Posted by: Peterpaul | March 4, 2008 4:05 AM
Steve has no idea what he is talking about. Desalinization is the last resort because of the cost of the plants, the cost of constantly replacing the osmotic filters and of course power for the pumping.
Posted by: nanheyangrouchuan | March 4, 2008 9:43 AM
NH...your arguemnts are amusing and based in the here and now using current technology. Osmotic filters, water pumping....sound like growth businesses to me.
These water shortage arguements are created by external think tank guys, in order to control and divy up private ownership of natural resources.
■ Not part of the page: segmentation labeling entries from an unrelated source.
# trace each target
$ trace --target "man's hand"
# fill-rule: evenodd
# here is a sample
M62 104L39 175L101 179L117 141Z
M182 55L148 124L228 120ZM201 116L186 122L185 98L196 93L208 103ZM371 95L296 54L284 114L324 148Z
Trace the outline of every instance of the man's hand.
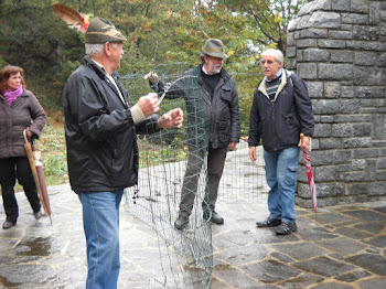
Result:
M158 107L157 94L151 93L139 98L137 105L142 110L144 117L156 114L160 108Z
M157 121L158 128L182 128L183 111L181 108L174 108L161 116Z
M236 148L236 144L237 144L237 142L230 141L229 144L228 144L228 149L233 150L234 148Z
M158 75L157 73L150 72L147 75L143 76L143 79L149 79L150 85L158 83Z
M249 147L249 159L256 161L256 147Z
M302 151L310 150L310 138L305 137L303 133L300 133L300 140L298 147L302 149Z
The guys in Beijing are aware of this, and it will not be tolerated.
Posted by: steve | March 4, 2008 1:58 PM
The water shortage arguments are created by rapidly melting glaciers in the Himalayas- glaciers that feed the rivers that feed roughly one third of humanity- and the chronic abuse of lakes, rivers and aquifers.
Posted by: chriswaugh_bj | March 4, 2008 8:04 PM
Osmotic filters are current and future technology for desalinization. The water shortage arguments are created when the Yellow river doesn't make it all the way to the E. China Sea or by massive sandstorms or by the desert encroaching on Beijing.
The guys in Beijing get all the water they want because they are the big bosses. Any peasants that stand up to protest get stomped.
But all the silver iodide in the world won't help China, it is dying of thirst.